La ligne de partage : l’AT établit des distinctions claires entre « le juste » et le « méchant » (cf Ps 37 ; Proverbes), le « sage » et « l’insensé, « l’homme droit » et le « méchant » (Prov). Les distinctions sont claires, mais elles ne font jamais une ligne de partage « les autres » qui seraient pécheurs et moi qui serais indemne du péché. Le péché le plus souvent dénoncé est celui du peuple de Dieu : « Nous avons péché » (Neh 9 :33). Certains prophètes veillent même à mettre exactement sur un même pied Israël et ses voisins : l’ouverture de la prophétie d’Amos est magistrale à cet égard, avec un jugement tournoyant de tous les voisins d’Israël (Damas, Gaza, Tyr, Edom, Ammonites, Moab), qui aboutit ensuite comme un cyclone à « Juda », « Israël ». Ézéchiel va jusqu’à comparer Jérusalem et Sodome, avec ces mots terribles : « Sodome, ta sœur, et ses filles n’ont pas fait ce que vous avez fait, toi et tes filles » (Ez 16 :48). Parler ainsi, ce n’est pas une façon de tout relativiser, et de dire que, finalement, on ne peut pas faire de différence entre les uns et les autres. C’est plutôt une invitation à l’humilité et à la vigilance : le péché que je vois dans le monde n’est pas juste le miroir de l’autre, c’est aussi un miroir de moi-même. Je ne peux regarder personne de haut. La fragilité que je vois en l’autre m’invite à être vigilant quant à moi-même. Autrement dit : « Je participe au monde pécheur dans lequel je vis ».
La « vanité », effet du péché : le monde marqué par le péché est un monde blessé, courbé, où l’on ne peut pas tout redresser. Je cite ici le constat que fait l’Ecclésiaste (1 :15) : « Ce qui est courbé ne peut être redressé, ce qui manque ne peut être compté ». Il y a une blessure, profonde : « ce qui est courbé », « ce qui manque ». C’est désormais inscrit dans la réalité du monde, à cause du péché. Il est important de rappeler que la chute a eu plusieurs conséquences : elle entraine la séparation d’avec Dieu, la rupture de la relation – il faut la rédemption, le salut à l’initiative de Dieu, pour renouer ce lien ; il y a toutes les ruptures dans nos relations humaines ; mais la chute a aussi introduit la « vanité » dans le monde (Eccl, Rm 8).

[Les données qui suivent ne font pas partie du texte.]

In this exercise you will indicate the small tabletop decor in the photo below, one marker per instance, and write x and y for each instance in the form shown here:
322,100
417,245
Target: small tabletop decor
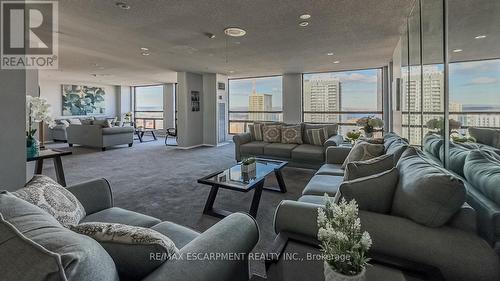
369,124
343,245
37,111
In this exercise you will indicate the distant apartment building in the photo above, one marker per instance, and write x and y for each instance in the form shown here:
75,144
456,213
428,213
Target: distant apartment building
322,95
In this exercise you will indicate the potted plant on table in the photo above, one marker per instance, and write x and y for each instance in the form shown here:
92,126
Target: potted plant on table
37,111
369,124
343,245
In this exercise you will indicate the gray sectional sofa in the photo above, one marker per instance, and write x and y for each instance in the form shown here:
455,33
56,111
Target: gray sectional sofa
453,247
299,155
36,239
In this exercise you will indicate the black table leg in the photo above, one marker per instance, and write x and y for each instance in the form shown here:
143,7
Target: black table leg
59,171
256,199
281,182
38,166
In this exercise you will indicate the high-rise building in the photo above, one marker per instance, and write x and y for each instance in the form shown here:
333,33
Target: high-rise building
259,102
321,95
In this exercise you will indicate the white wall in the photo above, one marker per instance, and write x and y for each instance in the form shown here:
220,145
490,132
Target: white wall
12,129
52,91
292,98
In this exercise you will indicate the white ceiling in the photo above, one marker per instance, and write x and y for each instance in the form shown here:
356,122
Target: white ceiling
98,38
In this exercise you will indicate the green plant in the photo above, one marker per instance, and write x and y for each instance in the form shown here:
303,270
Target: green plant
343,245
369,123
248,161
353,135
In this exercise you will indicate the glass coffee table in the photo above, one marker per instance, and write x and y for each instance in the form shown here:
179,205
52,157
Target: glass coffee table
233,179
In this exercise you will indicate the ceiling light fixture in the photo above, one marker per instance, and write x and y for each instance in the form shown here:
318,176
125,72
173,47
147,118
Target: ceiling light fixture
234,31
122,5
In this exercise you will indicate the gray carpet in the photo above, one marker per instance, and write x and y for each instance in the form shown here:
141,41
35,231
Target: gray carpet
161,182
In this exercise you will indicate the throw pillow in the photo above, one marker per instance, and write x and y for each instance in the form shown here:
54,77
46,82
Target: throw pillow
426,193
256,131
130,247
373,193
75,121
317,136
359,169
271,133
291,134
81,257
56,200
363,151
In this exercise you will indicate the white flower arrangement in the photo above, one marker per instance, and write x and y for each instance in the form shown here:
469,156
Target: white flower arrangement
37,110
343,245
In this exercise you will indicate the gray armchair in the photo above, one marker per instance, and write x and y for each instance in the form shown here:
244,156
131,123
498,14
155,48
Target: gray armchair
237,233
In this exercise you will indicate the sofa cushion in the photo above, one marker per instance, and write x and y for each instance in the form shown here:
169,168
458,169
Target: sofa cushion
35,263
117,130
363,151
373,193
56,200
81,257
317,136
359,169
253,148
119,215
321,184
281,150
136,251
482,170
179,234
331,170
271,133
291,134
308,153
426,193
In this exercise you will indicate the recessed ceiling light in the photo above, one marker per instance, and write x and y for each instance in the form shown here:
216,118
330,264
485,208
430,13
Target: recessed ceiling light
122,5
234,32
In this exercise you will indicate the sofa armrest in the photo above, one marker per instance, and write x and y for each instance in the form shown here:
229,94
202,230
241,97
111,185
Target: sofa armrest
333,141
214,255
298,218
336,154
95,195
238,140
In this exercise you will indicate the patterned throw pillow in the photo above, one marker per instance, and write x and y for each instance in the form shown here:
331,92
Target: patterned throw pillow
291,134
271,133
136,251
256,131
56,200
317,136
363,150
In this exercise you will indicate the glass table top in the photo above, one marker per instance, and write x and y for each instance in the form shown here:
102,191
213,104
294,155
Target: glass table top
234,178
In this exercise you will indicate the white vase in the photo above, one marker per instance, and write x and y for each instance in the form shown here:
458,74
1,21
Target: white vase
332,275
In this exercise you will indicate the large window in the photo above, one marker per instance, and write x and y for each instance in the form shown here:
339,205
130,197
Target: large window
148,106
342,97
254,99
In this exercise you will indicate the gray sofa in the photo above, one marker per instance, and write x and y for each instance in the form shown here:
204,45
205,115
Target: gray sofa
97,136
454,248
84,259
304,155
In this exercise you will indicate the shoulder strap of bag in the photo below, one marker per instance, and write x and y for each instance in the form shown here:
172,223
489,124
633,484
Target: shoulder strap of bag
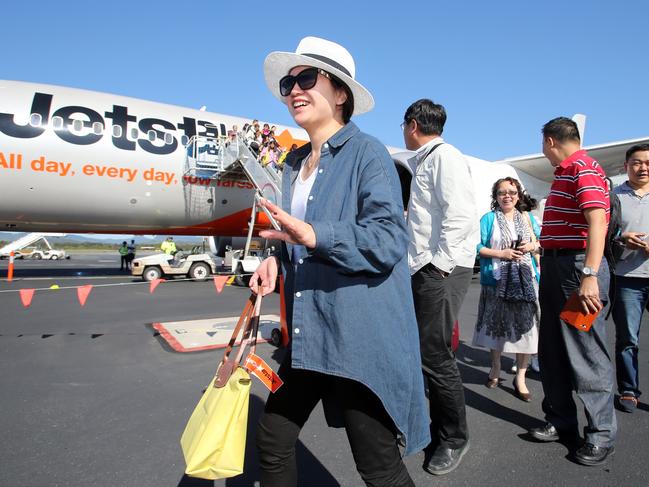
228,365
431,151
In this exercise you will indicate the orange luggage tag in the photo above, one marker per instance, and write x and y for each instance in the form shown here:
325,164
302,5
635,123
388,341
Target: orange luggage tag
260,369
574,315
254,363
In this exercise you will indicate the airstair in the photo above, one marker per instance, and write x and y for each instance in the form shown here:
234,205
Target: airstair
231,159
26,241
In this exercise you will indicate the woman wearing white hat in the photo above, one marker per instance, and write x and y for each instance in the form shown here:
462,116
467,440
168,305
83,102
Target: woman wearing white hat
354,340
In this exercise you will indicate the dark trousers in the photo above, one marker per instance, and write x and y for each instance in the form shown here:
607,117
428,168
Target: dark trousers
370,430
573,360
437,303
631,300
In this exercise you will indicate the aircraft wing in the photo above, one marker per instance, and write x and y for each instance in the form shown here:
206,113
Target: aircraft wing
610,156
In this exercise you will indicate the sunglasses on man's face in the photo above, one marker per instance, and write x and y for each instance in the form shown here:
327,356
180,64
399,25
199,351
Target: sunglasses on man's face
305,79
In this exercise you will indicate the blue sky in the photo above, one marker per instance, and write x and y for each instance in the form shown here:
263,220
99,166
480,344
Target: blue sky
501,68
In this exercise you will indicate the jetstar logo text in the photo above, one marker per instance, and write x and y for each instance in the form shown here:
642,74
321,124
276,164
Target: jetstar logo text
71,128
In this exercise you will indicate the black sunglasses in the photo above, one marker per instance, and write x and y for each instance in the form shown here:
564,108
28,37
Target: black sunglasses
305,79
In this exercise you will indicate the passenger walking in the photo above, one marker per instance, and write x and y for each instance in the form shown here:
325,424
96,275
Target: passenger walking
131,254
573,235
349,308
508,312
443,228
632,274
123,254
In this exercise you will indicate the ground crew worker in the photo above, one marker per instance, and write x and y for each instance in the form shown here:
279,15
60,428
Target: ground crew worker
168,246
123,253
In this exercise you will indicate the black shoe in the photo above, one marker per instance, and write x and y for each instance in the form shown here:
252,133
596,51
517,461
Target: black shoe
546,433
445,460
592,455
627,403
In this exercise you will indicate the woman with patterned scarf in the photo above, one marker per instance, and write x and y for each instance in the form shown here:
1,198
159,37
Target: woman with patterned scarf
508,312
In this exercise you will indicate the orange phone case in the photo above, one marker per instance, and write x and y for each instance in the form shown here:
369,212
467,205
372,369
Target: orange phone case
574,315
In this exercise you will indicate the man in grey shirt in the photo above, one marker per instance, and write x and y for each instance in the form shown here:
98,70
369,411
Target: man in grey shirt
632,273
443,230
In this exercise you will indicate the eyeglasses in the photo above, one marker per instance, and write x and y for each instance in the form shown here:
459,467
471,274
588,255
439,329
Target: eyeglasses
636,163
305,79
405,123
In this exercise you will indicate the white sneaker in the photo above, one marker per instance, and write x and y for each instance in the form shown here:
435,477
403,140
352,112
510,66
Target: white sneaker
534,364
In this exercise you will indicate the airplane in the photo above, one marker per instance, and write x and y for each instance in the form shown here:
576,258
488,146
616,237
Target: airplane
78,161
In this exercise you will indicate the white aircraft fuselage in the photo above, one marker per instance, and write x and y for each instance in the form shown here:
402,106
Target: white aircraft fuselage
77,161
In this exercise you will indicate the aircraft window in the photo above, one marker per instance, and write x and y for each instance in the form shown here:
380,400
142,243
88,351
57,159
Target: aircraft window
35,120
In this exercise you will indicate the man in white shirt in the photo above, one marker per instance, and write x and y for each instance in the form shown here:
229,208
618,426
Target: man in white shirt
443,226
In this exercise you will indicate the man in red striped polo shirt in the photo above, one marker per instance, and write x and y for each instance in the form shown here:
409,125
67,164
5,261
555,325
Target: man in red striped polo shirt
574,231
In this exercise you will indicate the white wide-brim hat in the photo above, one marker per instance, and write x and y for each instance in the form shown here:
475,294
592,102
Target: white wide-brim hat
323,54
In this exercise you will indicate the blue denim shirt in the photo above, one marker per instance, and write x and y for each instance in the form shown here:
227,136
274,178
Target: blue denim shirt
349,303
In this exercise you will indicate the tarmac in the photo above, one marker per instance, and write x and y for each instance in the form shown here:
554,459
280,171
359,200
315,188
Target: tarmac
93,395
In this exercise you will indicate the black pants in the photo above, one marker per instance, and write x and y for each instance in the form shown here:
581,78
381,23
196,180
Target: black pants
370,430
573,360
437,303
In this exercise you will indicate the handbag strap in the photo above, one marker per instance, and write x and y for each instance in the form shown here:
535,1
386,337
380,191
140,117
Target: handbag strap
249,316
244,318
250,338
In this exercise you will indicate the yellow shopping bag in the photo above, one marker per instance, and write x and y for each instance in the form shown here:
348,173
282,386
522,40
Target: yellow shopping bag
214,440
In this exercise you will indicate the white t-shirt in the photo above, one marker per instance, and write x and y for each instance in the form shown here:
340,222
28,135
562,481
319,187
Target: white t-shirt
301,193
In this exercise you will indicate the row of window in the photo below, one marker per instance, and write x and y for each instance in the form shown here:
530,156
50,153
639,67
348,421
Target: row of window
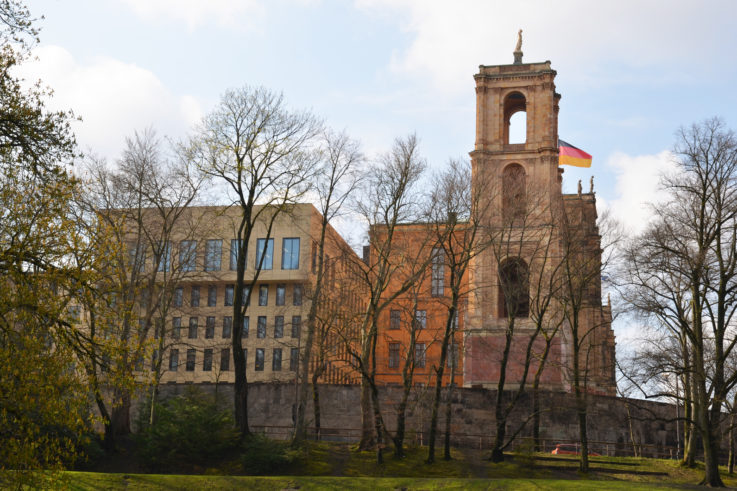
227,327
228,298
214,253
420,355
191,359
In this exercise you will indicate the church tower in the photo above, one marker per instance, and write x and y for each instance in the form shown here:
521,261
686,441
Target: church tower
524,214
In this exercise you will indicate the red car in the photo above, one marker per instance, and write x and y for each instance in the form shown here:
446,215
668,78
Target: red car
570,449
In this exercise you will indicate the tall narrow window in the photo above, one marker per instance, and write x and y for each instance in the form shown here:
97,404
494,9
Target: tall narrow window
213,254
420,355
514,288
234,253
188,255
192,334
393,355
224,359
174,360
281,293
212,296
227,326
209,327
191,358
265,250
395,319
420,319
279,326
296,326
437,283
514,193
294,359
164,257
228,300
290,253
207,360
178,297
297,295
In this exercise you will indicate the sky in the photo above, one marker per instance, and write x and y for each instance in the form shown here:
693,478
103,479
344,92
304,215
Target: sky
630,72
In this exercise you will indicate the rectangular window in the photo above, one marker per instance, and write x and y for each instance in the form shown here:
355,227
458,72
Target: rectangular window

La « vanité » ce n’est pas la vantardise, mais ce qui est « vain », qui n’a pas vraiment de sens. La création a été « soumise à la vanité » : (i) la mort vient arrêter ce qui était en mouvement, elle fige ce qui était inachevé, elle efface la mémoire de ce qui a été. (ii) le mal a des conséquences que l’on ne peut pas toujours rattraper ; (iii) les efforts de toute une vie peuvent être anéantis en un instant, par un événement, ou un retournement de situation. Tout n’aboutit pas. Il n’y a pas de « happy end » à tout. Cela engendre de la frustration, de la douleur. De l’incertitude, aussi, quand il nous faut agir, entreprendre. Il faut y voir, certainement, une disposition du Seigneur pour éviter que l’homme ne triomphe dans son autonomie : nous sommes rappelés à nos limites, notre insuffisance, notre besoin de Dieu, notre dépendance de lui. Vivre dans un monde pécheur, c’est aussi faire face à cet aspect de notre condition humaine (Ecclésiaste).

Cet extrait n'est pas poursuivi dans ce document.